By Bárbara Orozco Díaz
On Sunday, May 29, 2022, the first round of the Presidential Elections was held in Colombia. The left-leaning candidate, Gustavo Petro of the Pacto Histórico, received the most votes (40.32 per cent - 8,527,768) but it was not enough for the progressive coalition to claim a decisive victory in this first round and become the first left-leaning government in the contemporary history of Colombia. Petro will face the second most voted candidate, Rodolfo Hernandez of La Liga de Gobernantes Anticorrupción (28.15 per cent - 5,953,209) in a runoff election to be held on June 19, 2022.
The Results
According to the last population census, Colombia has a population of 48,258,494 people. The National Registrar's Office determined that 39,002,239 Colombians were eligible to vote in this year’s presidential elections, 80.8 per cent of the country's population, of which 972,754 live abroad.
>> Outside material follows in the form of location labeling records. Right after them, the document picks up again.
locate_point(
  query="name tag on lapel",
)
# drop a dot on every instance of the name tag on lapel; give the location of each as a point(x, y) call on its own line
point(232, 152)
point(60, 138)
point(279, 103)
Voting in Colombia is voluntary and on May 29, 21,418,631 voters went to the polls, representing 54.91 per cent of the electorate, although this is a fairly high participation rate for Colombian standards , the abstention rate remained high at roughly 45.09 per cent.
It is noteworthy the increase of Colombians who went to the polls to exercise their right to vote compared to the last Congressional Elections held on March 13; at that time, with 38,819,901 eligible voters, only around 18,034,781 of them casted a vote. In other words, 3,383,840 more Colombians went out to cast their vote in Sunday's election.
As in the results of the Congressional Elections held last March 13, the right-wing and far-right parties were defeated. Their main representative, Federico Gutierrez of Equipo Colombia, only reached 23.91 per cent of the votes (5,058,010) and came in a meager third place. Perhaps unsurprisingly, Rodolfo Hernandez, who casts himself as a political outsider, got more votes with his anti-corruption electoral campaign.
The two candidates who will compete in the runoff election, Gustavo Petro and Rodolfo Hernandez, represent 68.47 per cent of the votes and reflect a Colombia that is leaning to the left (40.32 per cent of the electorate) and longs to achieve a change for a better life, in peace and without corruption.
Democracy and Human Rights
These are the second elections to be held in Colombia after the signing of the Peace Accord in 2016. Five years after the Peace Accord, Latin America's “oldest democracy” has seen the armed conflict worsen, with armed groups fighting for territorial control and a new configuration of armed groups. 1,327 leaders have been assassinated since 2016. A total of 231 massacres have been committed since 2020, and forced displacement has increased 181 per cent in 2021. Over 100,000 people remain confined to their territories since last year, with constant threats and harassment of communities. The State's response is to hyper militarize the country, with equipment, training, and weapons financed by the United States, in violation of the 2016 Havana Peace Accords.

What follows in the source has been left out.